Combined with the revelation that I accidentally turned down the Clay Prize, it’s been a discouraging day for this blogger.

What is a Statistic?

From the request thread, I was hoping for a nice easy softball, maybe from an undergraduate or mathematical amateur. Apparently, though, I have finally scared off anyone other than procrastinating professional mathematicians, who want me to actually write the posts I promised.

In the comments here I promised a post explaining why most statistics satisfy the Central Limit Theorem. I thought I’d start slowly with an explanation of what a statistic is.

A statistic is just something you compute from the data. This definition is so uninteresting that statistics books are a little apologetic about how contentless the definition sounds. (This usage of the term “statistic” was coined by Fisher. There is a cutting quote by Pearson on the terminology that is impossible to Google for, since all I remember is that it’s about the word statistic, and it involves Fisher and Pearson, who are probably the two most famous statisticians.)

Probability distributions are mathematical abstractions, while statistics are numbers we compute from actual data. If we believe that we can model that data as if it is generated by a random variable, then we have to relate the statistic to some property of the probability distribution. Usually, we are interested in some property of the underlying distribution, and using statistics to estimate it. For example, we may be interested in the mean of the underlying random variable, which we can approximate by using the mean of data.

Approximating the mean of the random variable in this way is a special case of a general technique to compute a property of a random variable.

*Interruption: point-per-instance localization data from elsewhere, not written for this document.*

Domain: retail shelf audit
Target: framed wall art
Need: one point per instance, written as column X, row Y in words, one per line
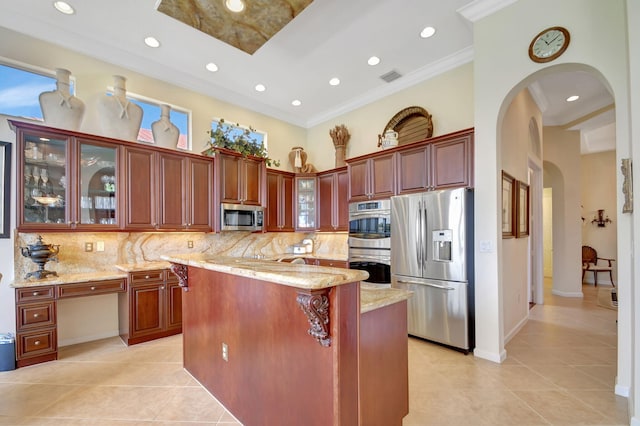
column 522, row 210
column 508, row 205
column 5, row 189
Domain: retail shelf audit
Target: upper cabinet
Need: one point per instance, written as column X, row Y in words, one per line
column 372, row 177
column 333, row 197
column 279, row 206
column 65, row 182
column 241, row 179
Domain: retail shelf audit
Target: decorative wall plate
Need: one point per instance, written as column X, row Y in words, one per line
column 412, row 124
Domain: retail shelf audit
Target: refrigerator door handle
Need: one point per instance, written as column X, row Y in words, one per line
column 426, row 284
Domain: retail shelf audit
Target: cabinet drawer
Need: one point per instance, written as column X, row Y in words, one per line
column 146, row 276
column 91, row 288
column 37, row 343
column 36, row 315
column 32, row 294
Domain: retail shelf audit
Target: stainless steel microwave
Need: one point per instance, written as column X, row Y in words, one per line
column 240, row 217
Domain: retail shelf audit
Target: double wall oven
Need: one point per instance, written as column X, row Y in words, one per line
column 370, row 239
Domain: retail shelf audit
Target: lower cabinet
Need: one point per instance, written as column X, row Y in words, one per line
column 152, row 308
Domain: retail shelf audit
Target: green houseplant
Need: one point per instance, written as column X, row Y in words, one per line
column 228, row 137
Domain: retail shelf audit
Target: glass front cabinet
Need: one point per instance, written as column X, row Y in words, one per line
column 67, row 182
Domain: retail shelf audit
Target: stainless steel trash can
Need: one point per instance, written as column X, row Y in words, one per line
column 7, row 352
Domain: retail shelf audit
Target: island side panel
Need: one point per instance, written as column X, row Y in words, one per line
column 384, row 369
column 276, row 372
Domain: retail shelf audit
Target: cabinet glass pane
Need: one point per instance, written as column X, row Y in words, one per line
column 97, row 185
column 45, row 180
column 307, row 203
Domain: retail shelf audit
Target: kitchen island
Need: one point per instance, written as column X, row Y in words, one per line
column 290, row 344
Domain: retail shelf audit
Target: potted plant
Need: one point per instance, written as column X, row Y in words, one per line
column 227, row 137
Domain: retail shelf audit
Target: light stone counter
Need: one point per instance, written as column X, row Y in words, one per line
column 294, row 275
column 80, row 277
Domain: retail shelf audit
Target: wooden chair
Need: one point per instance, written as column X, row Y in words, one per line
column 590, row 263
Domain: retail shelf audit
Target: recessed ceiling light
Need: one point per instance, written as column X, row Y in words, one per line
column 234, row 5
column 374, row 60
column 427, row 32
column 64, row 7
column 151, row 41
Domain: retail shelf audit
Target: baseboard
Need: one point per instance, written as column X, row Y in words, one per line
column 568, row 293
column 490, row 356
column 84, row 339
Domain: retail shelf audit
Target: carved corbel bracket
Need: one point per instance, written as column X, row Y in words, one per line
column 315, row 305
column 180, row 271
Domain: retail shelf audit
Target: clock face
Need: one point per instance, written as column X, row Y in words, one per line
column 549, row 44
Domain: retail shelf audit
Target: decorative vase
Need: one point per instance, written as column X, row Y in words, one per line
column 119, row 118
column 59, row 107
column 340, row 136
column 165, row 133
column 298, row 158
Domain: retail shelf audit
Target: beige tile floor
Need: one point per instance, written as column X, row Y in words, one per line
column 560, row 371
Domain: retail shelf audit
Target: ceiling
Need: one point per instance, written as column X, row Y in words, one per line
column 329, row 38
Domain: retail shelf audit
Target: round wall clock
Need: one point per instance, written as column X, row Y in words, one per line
column 549, row 44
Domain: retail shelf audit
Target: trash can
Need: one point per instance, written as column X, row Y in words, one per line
column 7, row 352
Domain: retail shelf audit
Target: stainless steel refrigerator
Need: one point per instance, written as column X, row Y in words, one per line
column 432, row 255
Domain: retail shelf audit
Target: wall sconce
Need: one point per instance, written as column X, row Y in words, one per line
column 600, row 220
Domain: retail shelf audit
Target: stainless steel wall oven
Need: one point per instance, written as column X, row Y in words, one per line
column 369, row 239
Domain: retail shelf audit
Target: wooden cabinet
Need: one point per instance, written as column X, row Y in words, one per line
column 279, row 208
column 167, row 191
column 333, row 197
column 240, row 179
column 372, row 177
column 152, row 308
column 36, row 316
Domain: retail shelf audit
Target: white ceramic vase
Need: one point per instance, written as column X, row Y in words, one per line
column 59, row 107
column 118, row 117
column 165, row 133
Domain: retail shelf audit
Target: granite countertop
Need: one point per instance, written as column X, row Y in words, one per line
column 373, row 296
column 70, row 278
column 294, row 275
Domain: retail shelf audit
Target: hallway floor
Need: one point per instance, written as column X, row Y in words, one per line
column 560, row 370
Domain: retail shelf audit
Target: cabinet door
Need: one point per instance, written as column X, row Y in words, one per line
column 44, row 181
column 414, row 170
column 146, row 304
column 358, row 181
column 200, row 198
column 172, row 200
column 230, row 178
column 342, row 201
column 326, row 214
column 140, row 175
column 382, row 176
column 252, row 182
column 451, row 163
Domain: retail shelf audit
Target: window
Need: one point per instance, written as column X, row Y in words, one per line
column 181, row 117
column 20, row 89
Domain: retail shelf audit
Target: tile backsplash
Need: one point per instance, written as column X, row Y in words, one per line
column 139, row 247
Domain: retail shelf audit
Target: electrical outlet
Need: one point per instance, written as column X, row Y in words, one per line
column 225, row 352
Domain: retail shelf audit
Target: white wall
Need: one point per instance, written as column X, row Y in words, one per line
column 598, row 182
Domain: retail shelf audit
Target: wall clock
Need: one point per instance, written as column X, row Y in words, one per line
column 549, row 44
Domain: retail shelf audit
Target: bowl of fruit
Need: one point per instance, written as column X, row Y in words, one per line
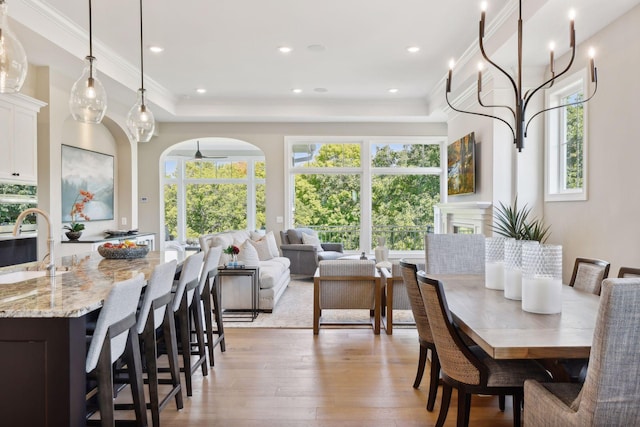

A random sample drawn from a probability distribution can be thought of as a (discrete) probability distribution in its own right. The property for the sample distribution can be used as an estimate of the property for the true distribution — this is known as the plug-in estimate for the property. An analog of the law of large numbers shows that this estimate converges to the true value.

Next time: the analogue of the central limit theorem.

Tremellius and Naibod

God Plays Dice has a post that answers a question I’ve long had about the Mathematics Geneology Project: just how far back can you go? The answer is 1572, when Immanuel Tremellius and Valentine Naibod advised Rudolph Snellius. Snellius was the father of Willebrord Snellius, who discovered Snell’s law.

Tremellius was a Bible translator who was briefly jailed for being a Calvinist. It sounds like he was forced to move frequently as the prevailing winds for Protestants changed. (This was the early Reformation.) Naibod was an astrologer who had a book banned by the Catholic Church. An astrological prediction told him that his life was in danger, so he tried holing up in his house until the danger passed. Since the house showed no external signs of life, thieves thought the house was abandoned and broke in. Discovering Naibod, they murdered him. Apparently astrology works after all.

The Geneology Project has a page dedicated to what it calls extrema. I would support a campaign to rename the Guinness Book of World Records the Guinness Book of Extrema.

Update. In between when I hit “Post” and now, the Mathematical Geneology site updated their database, making this post completely obsolete.

Looting the Library

I promised a while back to write a post describing why so many statistics have a central limit theorem. I went to the library to look up the result I had in mind, to refresh my memory as to the details. The book I wanted was checked out. I thought about requesting the book, but it seemed a bit much to request a book just for a blog post. A couple of days later, I found out who had the book checked out: me.